Bacteria in Space Evolve in Ways Not Observed on Earth

Bacteria in space, especially aboard the International Space Station (ISS), are not only surviving but also evolving in ways that differ from their Earth-bound counterparts. This evolution has prompted researchers to study these changes to understand their potential impact on astronaut health and future space missions.

Unlike the sterile environments often depicted in space movies, the ISS is a living space teeming with microbial life. Despite extensive cleaning protocols, bacteria are still brought to the ISS by astronauts and their equipment. Once in space, these bacteria adapt to the unique conditions of microgravity and radiation, leading to new patterns of microbial evolution.

Recent Research Highlights Bacterial Adaptation in Space

A recent study led by Dr. Kasthuri Venkateswaran from NASA’s Jet Propulsion Laboratory, funded by an Ames Space Biology grant, focused on bacteria evolving in space. Published in the journal Microbiome, the study tracked strains of Enterobacter bugandensis aboard the ISS.

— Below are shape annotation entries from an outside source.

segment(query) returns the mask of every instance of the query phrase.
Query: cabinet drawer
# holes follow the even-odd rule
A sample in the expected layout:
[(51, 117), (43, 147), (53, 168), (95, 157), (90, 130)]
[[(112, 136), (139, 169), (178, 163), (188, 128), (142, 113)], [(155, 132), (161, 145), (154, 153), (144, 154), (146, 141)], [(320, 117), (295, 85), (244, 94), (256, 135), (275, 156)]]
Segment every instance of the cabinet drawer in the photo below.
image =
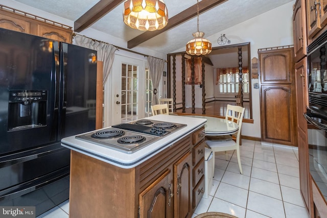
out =
[(193, 168), (193, 187), (204, 175), (204, 159), (200, 161)]
[(193, 148), (193, 166), (199, 162), (202, 159), (204, 159), (204, 146), (205, 146), (205, 141), (204, 140), (196, 146)]
[(193, 209), (195, 208), (204, 193), (204, 177), (202, 176), (198, 185), (193, 189)]
[(202, 127), (193, 133), (193, 145), (204, 138), (204, 127)]

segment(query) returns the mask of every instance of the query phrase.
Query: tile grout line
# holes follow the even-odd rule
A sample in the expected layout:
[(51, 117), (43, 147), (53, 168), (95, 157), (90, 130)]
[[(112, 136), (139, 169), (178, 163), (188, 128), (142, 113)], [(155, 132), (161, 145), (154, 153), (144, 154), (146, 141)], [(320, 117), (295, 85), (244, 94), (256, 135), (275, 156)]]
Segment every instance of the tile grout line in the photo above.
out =
[(278, 173), (278, 167), (277, 167), (277, 160), (276, 160), (276, 155), (275, 154), (275, 148), (272, 146), (272, 151), (274, 153), (274, 158), (275, 159), (275, 164), (276, 165), (276, 171), (277, 171), (277, 177), (278, 177), (278, 182), (279, 185), (279, 190), (281, 191), (281, 197), (282, 197), (282, 203), (283, 203), (283, 208), (284, 209), (284, 215), (286, 217), (286, 211), (285, 210), (285, 205), (284, 204), (284, 200), (283, 196), (283, 193), (282, 192), (282, 187), (281, 186), (281, 180), (279, 179), (279, 174)]

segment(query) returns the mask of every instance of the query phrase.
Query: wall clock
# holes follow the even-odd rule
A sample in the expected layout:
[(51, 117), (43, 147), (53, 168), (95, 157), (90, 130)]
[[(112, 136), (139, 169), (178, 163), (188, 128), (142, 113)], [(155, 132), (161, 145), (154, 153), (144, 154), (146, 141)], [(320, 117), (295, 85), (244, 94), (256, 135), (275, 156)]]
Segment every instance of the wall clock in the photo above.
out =
[(225, 34), (221, 34), (220, 37), (218, 38), (218, 42), (219, 44), (222, 45), (226, 44), (226, 43), (229, 44), (230, 40), (227, 38)]

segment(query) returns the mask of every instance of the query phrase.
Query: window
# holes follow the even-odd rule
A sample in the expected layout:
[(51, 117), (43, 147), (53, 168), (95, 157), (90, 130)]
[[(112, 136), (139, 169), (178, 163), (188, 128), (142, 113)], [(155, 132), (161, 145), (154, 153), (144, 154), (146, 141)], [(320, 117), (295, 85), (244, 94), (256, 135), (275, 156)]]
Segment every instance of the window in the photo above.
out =
[[(220, 68), (221, 69), (221, 68)], [(229, 69), (224, 68), (227, 70), (226, 74), (220, 73), (219, 69), (218, 71), (217, 78), (219, 78), (219, 92), (220, 93), (238, 93), (239, 92), (239, 83), (240, 76), (239, 72), (235, 70), (229, 70)], [(248, 70), (244, 70), (242, 76), (243, 79), (243, 93), (249, 93), (250, 91), (249, 83)]]
[(152, 81), (150, 78), (150, 70), (148, 67), (145, 68), (146, 82), (145, 82), (145, 115), (146, 117), (152, 115), (151, 103), (153, 87)]

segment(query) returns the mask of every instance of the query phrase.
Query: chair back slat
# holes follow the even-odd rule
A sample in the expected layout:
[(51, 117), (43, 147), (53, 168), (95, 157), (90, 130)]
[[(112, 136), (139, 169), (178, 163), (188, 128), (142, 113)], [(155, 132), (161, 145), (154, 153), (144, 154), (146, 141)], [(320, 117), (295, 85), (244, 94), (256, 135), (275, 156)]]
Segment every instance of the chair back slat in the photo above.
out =
[(239, 130), (236, 133), (237, 143), (239, 143), (239, 144), (245, 110), (245, 108), (241, 106), (227, 105), (227, 111), (225, 118), (236, 123), (239, 126)]
[(173, 112), (173, 99), (160, 99), (159, 101), (160, 104), (167, 104), (169, 112)]
[(152, 115), (169, 114), (168, 105), (167, 104), (151, 105)]

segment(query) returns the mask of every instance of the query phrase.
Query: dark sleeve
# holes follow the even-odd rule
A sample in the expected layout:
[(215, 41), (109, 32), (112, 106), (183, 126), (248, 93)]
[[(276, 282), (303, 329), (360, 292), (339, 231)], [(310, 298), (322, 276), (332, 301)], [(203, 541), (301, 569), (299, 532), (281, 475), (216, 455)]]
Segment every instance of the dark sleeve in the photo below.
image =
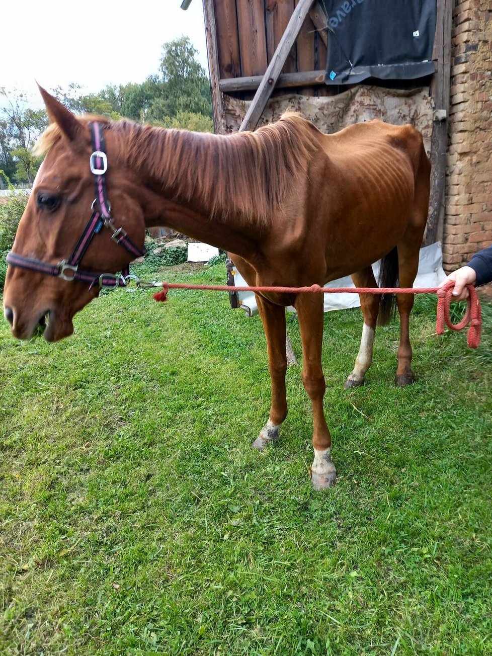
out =
[(476, 287), (492, 282), (492, 245), (476, 253), (467, 266), (477, 274)]

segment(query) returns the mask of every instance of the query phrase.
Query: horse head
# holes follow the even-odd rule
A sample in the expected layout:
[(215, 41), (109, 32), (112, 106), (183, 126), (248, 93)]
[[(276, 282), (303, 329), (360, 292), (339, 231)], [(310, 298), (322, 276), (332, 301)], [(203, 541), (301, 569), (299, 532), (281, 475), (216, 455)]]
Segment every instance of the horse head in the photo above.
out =
[(3, 305), (16, 337), (47, 324), (45, 338), (54, 342), (72, 335), (74, 315), (102, 286), (124, 284), (117, 272), (143, 254), (145, 223), (138, 174), (117, 161), (110, 121), (77, 117), (40, 91), (47, 154), (7, 256)]

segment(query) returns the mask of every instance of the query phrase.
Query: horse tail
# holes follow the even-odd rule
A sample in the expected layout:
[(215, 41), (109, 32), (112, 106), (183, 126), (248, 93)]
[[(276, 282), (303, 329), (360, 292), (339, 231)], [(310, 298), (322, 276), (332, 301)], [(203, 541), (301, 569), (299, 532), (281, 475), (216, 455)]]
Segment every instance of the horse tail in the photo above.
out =
[[(381, 260), (379, 268), (379, 287), (394, 287), (398, 281), (398, 252), (396, 247)], [(379, 302), (378, 325), (387, 325), (394, 316), (396, 298), (394, 294), (382, 294)]]

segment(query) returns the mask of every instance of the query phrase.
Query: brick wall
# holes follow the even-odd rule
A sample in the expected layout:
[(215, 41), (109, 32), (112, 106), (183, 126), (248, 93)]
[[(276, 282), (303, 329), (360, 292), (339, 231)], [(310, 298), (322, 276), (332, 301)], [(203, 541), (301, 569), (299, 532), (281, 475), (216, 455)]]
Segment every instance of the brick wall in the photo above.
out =
[(455, 0), (445, 270), (492, 243), (492, 3)]

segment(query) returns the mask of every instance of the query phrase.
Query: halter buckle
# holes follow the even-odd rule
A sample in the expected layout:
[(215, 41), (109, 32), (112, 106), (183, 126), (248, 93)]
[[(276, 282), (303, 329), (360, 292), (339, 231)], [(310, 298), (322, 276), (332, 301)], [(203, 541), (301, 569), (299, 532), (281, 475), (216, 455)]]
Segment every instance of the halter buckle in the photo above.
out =
[[(113, 281), (113, 284), (108, 285), (107, 283), (103, 283), (103, 278), (109, 278)], [(126, 281), (121, 274), (101, 274), (99, 276), (99, 287), (101, 289), (116, 289), (119, 287), (120, 280), (123, 281), (126, 287)]]
[[(59, 262), (56, 266), (60, 267), (60, 273), (58, 274), (58, 277), (61, 278), (62, 280), (66, 280), (68, 282), (72, 282), (72, 281), (74, 279), (75, 277), (75, 274), (77, 270), (79, 268), (78, 264), (75, 264), (75, 266), (73, 264), (69, 264), (68, 260), (62, 260), (62, 261)], [(66, 271), (73, 271), (73, 273), (71, 274), (70, 276), (67, 276), (65, 273)]]
[[(96, 157), (99, 157), (102, 160), (102, 168), (98, 169), (96, 164)], [(104, 175), (108, 171), (108, 157), (106, 153), (101, 150), (94, 150), (89, 158), (89, 165), (91, 167), (91, 173), (94, 175)]]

Five strains of E. bugandensis were first identified on the space station in 2018. The latest research shows that these strains have since evolved into 13 distinct forms.

Evolution of Bacteria in Space Shows Significant Changes

The researchers observed that the space-adapted strains of E. bugandensis have developed genetic and functional differences from their Earth-based relatives. The study identified genes unique to the bacteria associated with the ISS.

Understanding these bacterial adaptations is crucial for safeguarding astronaut health, as it provides insights into how microbes evolve in space environments.

Implications for Astronaut Health and Space Exploration

NASA noted that E. bugandensis, known for its resistance to multiple drugs, has managed to persist and thrive in the ISS environment. The bacterium coexists with various other microorganisms and may even influence their survival.

These findings are important for developing strategies to protect astronauts from evolving microbial threats as they live and work in space.